4 Responses to “What Domestic Terrorism Threat?”

  1. Jim Rolfe on November 5th, 2016 at 16:30

    A very minor point of detail. The PM chairs the National Security Committee, a component of the NSS. I’m not sure if a system describing document is the place for detail unless as a case study in which case they would be getting into sources and methods. This is a slightly different document from the 2011 National Security System document, which, from memory, didn’t give examples.

  2. Pablo on November 5th, 2016 at 17:37

    Thanks Jim.

    I found it interesting that the examples given were in Part 3 of the document, which spoke about instances in which the NSS was activated. I remains to be seen if this was a “full” activation or something less than that, but it still would be interesting to know what sort of terrorism threat triggered the NSS response.

  3. Sanctuary on November 5th, 2016 at 19:09

    I have been depressed with how easily this National government has constructed a new and comprehensive surveillance state with barely a whimper of protest from our shit house “media”. Data matching of government databases combined with carte blanche legislation for the GCSB and SIS who have had massive funding increases – and all with no reasons given, no public debate, no sharp interviews by concerned journalists. Our tame and stupid journalists, with a few honourable exceptions (i.e. the ones smeared with enthusiastic support from the government media cheerleaders), seem more worried about losing their invite on the PMs VIP 757 flight than they do with asking difficult questions. It is just ncredible. An entire nascent police state constructed without need for justification and with next to no serious debate.
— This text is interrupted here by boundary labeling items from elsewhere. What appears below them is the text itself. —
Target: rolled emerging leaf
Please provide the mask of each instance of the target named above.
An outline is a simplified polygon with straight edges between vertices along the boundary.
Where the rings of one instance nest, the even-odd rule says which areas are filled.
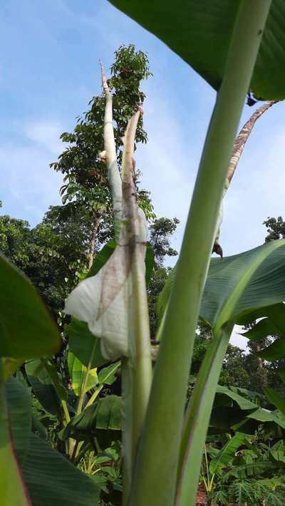
[[[145,243],[144,217],[140,216],[140,240]],[[142,249],[141,269],[145,275],[145,247]],[[128,356],[128,308],[132,297],[130,267],[125,245],[119,244],[98,274],[81,282],[66,302],[66,312],[86,321],[92,334],[102,339],[102,353],[110,360]]]
[[[95,276],[81,282],[71,292],[65,307],[66,313],[86,321],[90,331],[102,339],[102,353],[109,360],[130,356],[129,315],[135,299],[133,279],[135,264],[138,264],[138,271],[145,290],[147,232],[145,215],[135,199],[132,158],[140,113],[137,111],[130,120],[124,138],[123,215],[118,244]],[[135,361],[135,353],[132,356]]]

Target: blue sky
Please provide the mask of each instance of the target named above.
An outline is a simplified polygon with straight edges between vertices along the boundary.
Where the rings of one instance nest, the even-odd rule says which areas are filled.
[[[107,71],[114,51],[132,43],[148,53],[154,74],[143,84],[149,143],[138,150],[137,165],[157,215],[181,220],[179,249],[214,91],[106,0],[1,0],[0,38],[2,212],[34,225],[59,202],[61,178],[48,167],[64,147],[59,135],[99,93],[99,58]],[[242,123],[252,112],[244,108]],[[279,103],[262,117],[242,155],[224,202],[227,255],[261,244],[264,220],[285,214],[284,113]]]

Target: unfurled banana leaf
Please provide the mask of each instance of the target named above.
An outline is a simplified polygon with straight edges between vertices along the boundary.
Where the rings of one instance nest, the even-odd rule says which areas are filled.
[[[59,415],[61,400],[66,401],[67,391],[55,366],[48,361],[35,358],[25,364],[26,373],[33,391],[41,406],[52,415]]]
[[[94,482],[36,434],[22,466],[33,506],[94,506],[100,490]]]
[[[31,433],[31,403],[28,392],[16,378],[6,386],[8,409],[11,417],[13,444],[21,465],[24,481],[32,506],[93,506],[100,490],[95,483],[66,458],[41,438]],[[1,464],[1,477],[8,462]],[[5,474],[5,473],[4,473]],[[13,475],[6,486],[13,485]],[[4,506],[26,506],[15,495],[14,502],[5,502],[5,488],[0,490],[0,503]],[[12,497],[12,496],[11,496]]]
[[[157,302],[161,318],[174,279],[170,273]],[[200,316],[215,331],[227,323],[253,321],[269,316],[285,334],[285,239],[274,241],[240,254],[212,259]],[[250,336],[249,335],[248,337]]]
[[[0,257],[0,356],[23,359],[58,351],[56,327],[30,281]]]
[[[68,369],[71,378],[71,386],[76,396],[79,396],[84,382],[84,393],[98,383],[97,368],[87,368],[71,351],[68,352]],[[86,375],[88,374],[86,382]]]
[[[280,406],[273,403],[273,399],[270,400],[269,396],[268,401],[265,396],[249,392],[249,399],[233,391],[232,388],[217,386],[209,426],[210,434],[229,433],[231,430],[254,434],[261,423],[266,434],[278,435],[280,429],[284,429],[284,419]],[[245,393],[246,391],[244,392]],[[264,407],[261,408],[260,403]],[[278,408],[279,413],[270,411],[269,405],[272,403]]]
[[[170,291],[170,286],[159,301],[161,313],[163,304],[167,304],[167,289]],[[195,468],[202,453],[201,441],[207,432],[222,361],[234,324],[244,317],[252,321],[258,314],[259,317],[270,314],[275,324],[279,321],[283,326],[284,306],[280,303],[284,300],[284,239],[239,255],[212,259],[200,314],[212,326],[213,340],[207,350],[185,415],[180,460],[185,476]],[[260,413],[259,411],[254,412],[254,419],[257,415],[260,415],[260,421],[277,423],[277,417],[266,414],[265,410],[260,409]],[[248,418],[251,416],[249,414]],[[278,423],[283,427],[282,420]]]
[[[242,433],[236,433],[221,448],[218,455],[210,463],[209,470],[212,475],[220,471],[232,460],[238,448],[247,440],[247,437]]]
[[[85,440],[93,436],[99,429],[120,430],[122,400],[118,396],[107,396],[74,416],[61,433],[61,438]]]
[[[239,0],[110,0],[156,35],[218,90]],[[285,97],[283,0],[273,0],[252,78],[261,100]],[[278,35],[277,35],[278,34]]]
[[[264,393],[268,400],[282,413],[285,419],[285,401],[273,388],[266,387],[264,388]]]
[[[285,322],[284,322],[285,327]],[[285,330],[285,328],[284,328]],[[261,341],[267,336],[274,336],[280,334],[279,329],[269,318],[264,318],[258,321],[256,325],[247,332],[242,334],[242,336],[247,337],[251,341]]]
[[[101,353],[100,341],[90,331],[85,321],[80,321],[76,318],[71,319],[68,327],[68,348],[82,363],[88,366],[91,359],[91,368],[100,367],[108,361]]]

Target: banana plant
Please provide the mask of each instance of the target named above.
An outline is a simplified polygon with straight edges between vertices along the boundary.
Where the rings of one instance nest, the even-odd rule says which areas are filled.
[[[170,0],[111,3],[160,37],[218,93],[163,314],[153,379],[142,277],[145,250],[139,246],[145,241],[144,220],[133,200],[135,191],[127,192],[133,189],[130,178],[133,135],[131,138],[130,134],[138,111],[127,128],[126,165],[120,182],[114,154],[111,98],[103,76],[106,112],[102,156],[113,195],[118,247],[100,271],[71,294],[66,309],[87,322],[100,338],[105,358],[123,357],[123,405],[129,415],[123,417],[128,422],[123,425],[124,504],[192,506],[215,389],[233,326],[243,317],[252,321],[260,312],[273,321],[277,311],[275,319],[282,319],[282,242],[239,257],[218,259],[212,264],[206,286],[205,282],[245,96],[249,91],[263,100],[284,98],[284,54],[274,34],[281,33],[282,40],[284,37],[279,20],[285,6],[281,0],[183,0],[175,8]],[[131,244],[134,257],[133,253],[130,257]],[[124,252],[123,245],[127,247]],[[133,269],[125,269],[130,260]],[[214,339],[185,418],[199,314],[212,325]],[[175,371],[175,381],[170,371]]]

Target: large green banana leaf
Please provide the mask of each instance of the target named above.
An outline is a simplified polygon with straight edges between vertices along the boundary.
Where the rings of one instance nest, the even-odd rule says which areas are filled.
[[[0,257],[0,356],[51,356],[61,344],[56,326],[31,283]]]
[[[161,317],[174,279],[167,280],[158,302]],[[270,316],[285,334],[285,239],[274,241],[240,254],[211,259],[200,316],[214,331],[226,324]]]
[[[245,434],[237,432],[221,448],[219,453],[214,457],[210,463],[209,470],[212,475],[225,468],[232,460],[237,449],[247,440]]]
[[[95,484],[50,445],[31,433],[28,391],[14,378],[9,378],[6,388],[14,447],[33,506],[98,504],[100,490]],[[4,492],[1,488],[0,504],[12,506],[11,502],[5,502]],[[14,504],[22,506],[21,502]]]
[[[110,1],[219,89],[240,0]],[[273,0],[251,83],[261,100],[285,98],[284,19],[285,2]]]

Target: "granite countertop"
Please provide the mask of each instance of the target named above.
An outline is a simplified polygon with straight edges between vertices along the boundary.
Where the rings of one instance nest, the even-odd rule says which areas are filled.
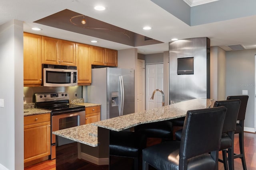
[[[54,135],[92,147],[98,146],[98,127],[91,123],[55,131]]]
[[[142,123],[185,116],[187,111],[209,107],[211,100],[195,99],[161,107],[114,117],[53,132],[54,135],[94,147],[98,146],[97,127],[120,131]]]
[[[209,107],[211,100],[195,99],[151,110],[129,114],[92,123],[96,126],[121,131],[140,124],[176,119],[185,116],[189,110]]]
[[[50,113],[50,111],[35,108],[34,103],[24,104],[24,116]]]
[[[70,104],[84,106],[86,107],[101,106],[100,104],[84,103],[84,99],[74,99],[70,100]],[[44,114],[51,112],[49,110],[35,108],[34,103],[24,104],[24,116]]]

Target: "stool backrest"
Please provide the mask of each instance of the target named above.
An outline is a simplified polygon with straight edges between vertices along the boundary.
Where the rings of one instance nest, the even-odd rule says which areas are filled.
[[[222,106],[187,112],[180,141],[180,163],[219,150],[226,110]]]
[[[240,108],[238,112],[238,115],[237,116],[237,120],[244,120],[248,98],[249,96],[247,95],[230,96],[227,97],[227,100],[239,99],[241,100]]]
[[[222,133],[225,133],[236,130],[237,116],[239,111],[241,101],[240,100],[232,100],[215,101],[214,107],[225,106],[227,109]]]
Who are they spying on??? My guess is the GCSB and SIS are more likely to be trawling through Greenpeace emails and listening in on Forest and Bird than they are to be detecting ISIS plots.

  4. Geoff Fischer on November 7th, 2016 at 15:46

    We are told that the government activated the national security system on the grounds of “threat of a domestic terrorist incident”.
    That does not prove a genuine threat existed, but it does show that the Cabinet took charge of a situation where the New Zealand Police, acting on their own, could not be relied upon to act in ways consistent with the government’s political interests.
    If there had been a genuine threat, then the media would have been allowed to publish the details once the threat had been negated. Alternatively, if it had proved impossible to negate the threat, that is to say if there was a threat in perpetuity, the media would have been allowed to publish in the interests of national security. Only if there was a continuing threat which the government could negate, but had failed to negate, would continued silence be justified on operational grounds. However, in such circumstances, secrecy would be politically unjustified, and in fact would pose a danger to national security, by concealing the failure of the NSS at a political level.
    The simpler explanation is that the “threat of a domestic terrorist incident” was a political fabrication designed to take a politically sensitive matter out of the hands of the New Zealand Police.